C’est une histoire à la fois tragique et, ces derniers temps, tristement familière. Le pouvoir d’un pays est renversé par des moyens illégitimes : coup d’État, insurrection, ingérence électorale, révision constitutionnelle. Au milieu de ces bouleversements, tout s'arrête, de la confiance dans les institutions publiques et l’État de droit aux services essentiels qui permettent de maintenir l’électricité, les hôpitaux et les cliniques qui soignent les personnes ayant besoin de soins de santé et la scolarité des enfants. Dans le même temps, l’aide au développement de la communauté internationale appelle à une « pause », attendant que la poussière retombe avant de déterminer quand et comment réagir, même si cette hésitation ne fait souvent qu’ajouter à la tempête.
Aussi contre-intuitif que cela puisse paraître, notre expérience montre que le maintien, voire le renforcement, de l’aide pendant les périodes d’incertitude constitutionnelle peut accélérer la stabilisation et ouvrir la voie à une trajectoire de développement plus solide. La communauté internationale a aujourd’hui l’occasion de repenser cette stratégie pour venir en aide aux plus de 5 millions de personnes gravement touchées par le récent séisme de magnitude 7,7 qui a frappé le Myanmar. Plus de 3 600 personnes ont perdu la vie – et beaucoup d’autres sont portées disparues – dans un contexte déjà marqué par une crise politique aggravée. Dans des moments comme celui-ci, un développement accru peut faire une grande différence s’il atteint toutes les régions, quelle que soit l’autorité qui les contrôle, et s’il passe promptement de la phase de secours à celle du relèvement rapide et de l’ouverture d’espaces pour la paix.
L’aide seule n’est certes pas une panacée. Mais si elle est fournie de manière stratégique, elle peut contribuer à mettre en place des moyens et des systèmes permettant de renforcer la résilience à partir de la base. Elle peut empêcher les personnes les plus vulnérables d’un pays de sombrer dans l’extrême pauvreté et protéger les acquis du développement durement obtenus, qui pourraient autrement prendre des décennies à se reconstituer.

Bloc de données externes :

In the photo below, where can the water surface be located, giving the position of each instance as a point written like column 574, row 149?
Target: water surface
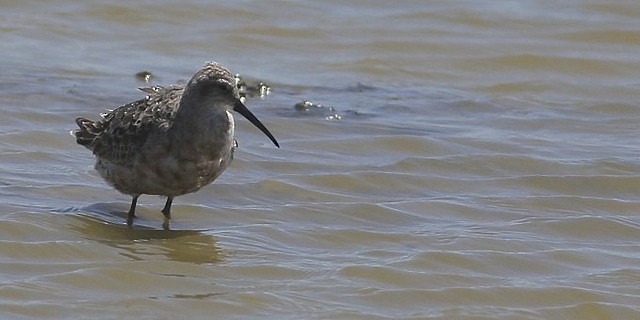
column 465, row 159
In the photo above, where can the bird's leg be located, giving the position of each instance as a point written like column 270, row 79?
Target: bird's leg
column 132, row 210
column 167, row 208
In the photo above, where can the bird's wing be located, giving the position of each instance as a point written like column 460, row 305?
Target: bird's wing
column 120, row 132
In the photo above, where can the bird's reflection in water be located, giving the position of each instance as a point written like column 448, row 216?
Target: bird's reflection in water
column 106, row 223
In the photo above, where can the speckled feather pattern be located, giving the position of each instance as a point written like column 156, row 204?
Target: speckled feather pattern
column 174, row 141
column 121, row 132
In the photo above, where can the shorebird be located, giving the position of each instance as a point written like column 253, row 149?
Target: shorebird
column 175, row 141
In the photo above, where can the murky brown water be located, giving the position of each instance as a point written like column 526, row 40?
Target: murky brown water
column 485, row 164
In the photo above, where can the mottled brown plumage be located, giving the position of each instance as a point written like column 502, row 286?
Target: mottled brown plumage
column 174, row 141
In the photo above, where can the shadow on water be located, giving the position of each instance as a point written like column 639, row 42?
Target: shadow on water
column 106, row 224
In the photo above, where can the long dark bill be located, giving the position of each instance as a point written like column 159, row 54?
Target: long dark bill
column 240, row 108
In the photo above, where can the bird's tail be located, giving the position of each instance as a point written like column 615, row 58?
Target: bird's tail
column 87, row 132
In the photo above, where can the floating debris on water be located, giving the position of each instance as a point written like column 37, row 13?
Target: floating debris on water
column 250, row 90
column 144, row 76
column 317, row 109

Le maintien, voire l'augmentation, des aides internationales peut permettre d'éviter qu'une période de chaos politique ne dégénère en un cercle vicieux prolongé de régression économique et sociale.

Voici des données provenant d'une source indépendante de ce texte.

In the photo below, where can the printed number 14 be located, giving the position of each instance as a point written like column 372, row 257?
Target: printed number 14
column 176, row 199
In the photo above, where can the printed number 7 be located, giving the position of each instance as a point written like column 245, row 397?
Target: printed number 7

Changement anticonstitutionnel de gouvernement
Au cours des quatre dernières années, au moins dix pays ont connu de tels changements anticonstitutionnels de gouvernement (CAG). Ces changements s’accompagnent souvent de soulèvements civils, de tensions géopolitiques internes et externes et de déplacements massifs de populations, ce qui porte atteinte aux normes démocratiques et met en péril le contrat social.
Face à une telle incertitude, il n’est guère surprenant que l’instinct politique de nombreux partenaires internationaux soit de geler ou de réduire leurs opérations. Souvent, la réaction immédiate consiste à retirer l’aide, en attendant que des solutions politiques émergent sans heurts et comblent le vide.

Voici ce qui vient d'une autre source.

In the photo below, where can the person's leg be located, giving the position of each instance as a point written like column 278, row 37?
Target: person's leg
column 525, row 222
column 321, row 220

Mais cela augmente le risque qu’une période de chaos politique dégénère en un cercle vicieux prolongé de régression économique et sociale, marqué par une érosion des droits humains et des opportunités qui entrave le relèvement.
Au contraire, les données disponibles suggèrent qu’il serait plus judicieux de se concentrer sur la protection des acquis en matière de développement humain, c’est-à-dire sur la reconstruction des économies, des capacités et de la résilience locales.
Le maintien des marchés alimentaires locaux permet de réduire la malnutrition et le risque de famine. Garantir l’accès à l’éducation de base et aux soins de santé permet de prévenir les épidémies et les crises sanitaires. Soutenir le développement des compétences et la création de moyens de subsistance permet aux entreprises locales de survivre et de se développer. Les investissements dans les énergies renouvelables et les systèmes d’approvisionnement en eau assurent la sécurité des populations à un moment où les services publics ne peuvent plus fonctionner de manière optimale.
Les conséquences d’un « gel de l’aide » ou de l’inaction sont dévastatrices, plongeant des populations déjà vulnérables dans une obscurité et un désespoir encore plus profonds, alors même que les ressources sont plus que jamais nécessaires.
Après le renversement militaire du gouvernement malien en 2020, par exemple, de nombreux donateurs internationaux ont suspendu leurs projets de développement ; en 2021, l’UNICEF signalait que plus de 1,5 million d’enfants étaient déscolarisés à travers le Mali. De même, le coup d’État militaire de 2021 au Myanmar a entraîné une contraction de 18 % de l’économie, avec un doublement du taux de pauvreté et la disparition de la classe moyenne. Aujourd’hui, une situation proche de la famine règne dans certaines parties de l’État de Rakhine.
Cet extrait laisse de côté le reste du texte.